David lo osservò per un istante, poi distolse lo sguardo.
Tornò a guardare il vecchio, supplichevole.
“Non me ne importa niente della mia fermata! Voglio diventare come voi! Insegnami come si fa… per favore…”, gli disse sottovoce, quasi supplicandolo.
Il vecchio si limitò a lanciargli l’ennesimo sorriso.
Al suo posto, rispose Jacob. Questa volta, l’uomo si rivolse ai due ruotando il busto.

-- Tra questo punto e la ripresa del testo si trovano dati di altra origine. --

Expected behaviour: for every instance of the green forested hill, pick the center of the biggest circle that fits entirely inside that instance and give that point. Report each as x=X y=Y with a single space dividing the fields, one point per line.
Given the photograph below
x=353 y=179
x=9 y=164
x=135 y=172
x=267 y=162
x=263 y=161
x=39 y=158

“Vuoi sapere la verità, David? Scendi da questo autobus finchè sei in tempo. Perché non gliene frega niente a nessuno, di diventare come noi. Neanche a te, credimi. Ti conviene dimenticare quanto accaduto, gettare nel mare i tuoi sogni e fare la vita che fanno tutti gli altri. Niente sogni, niente aspettative, niente ideali. Vuoi sapere perché la maggior parte della gente fa così? E’ presto detto. Per un’unica, semplice ragione. Perché conviene. Perché è più facile. Perché è l’unica strada che tu possa seguire se vuoi ottenere qualcosa da questa vita di merda. Vuoi diventare come noi? Accomodati pure, David! Vuoi rinunciare al tuo lavoro, ai tuoi soldi, alla tua macchina e alla tua casa? Dai, sì, fallo pure! Ma sappi che questo non ti porterà da nessuna parte! Ti considereranno pazzo, ti guarderanno come si guarda una persona che ha qualche rotella fuori posto!!! E se qualche volta proverai a tirare fuori la parola “coscienza” e “anima”, non farai altro che farti ridere dietro! Sei sicuro di volerlo fare, David?”, disse Jacob.
David esitò un attimo. Guardò l’uomo, poi si voltò verso il vecchio. Chiuse gli occhi per un attimo, poi li riaprì deciso.
“Sì, sono sicuro”, disse.
“Molto bene – sentenziò il vecchio – “Ma sappi che questo significherà perdere tutto. La tua reputazione, il tuo status sociale…e anche il rispetto da parte delle persone normali”.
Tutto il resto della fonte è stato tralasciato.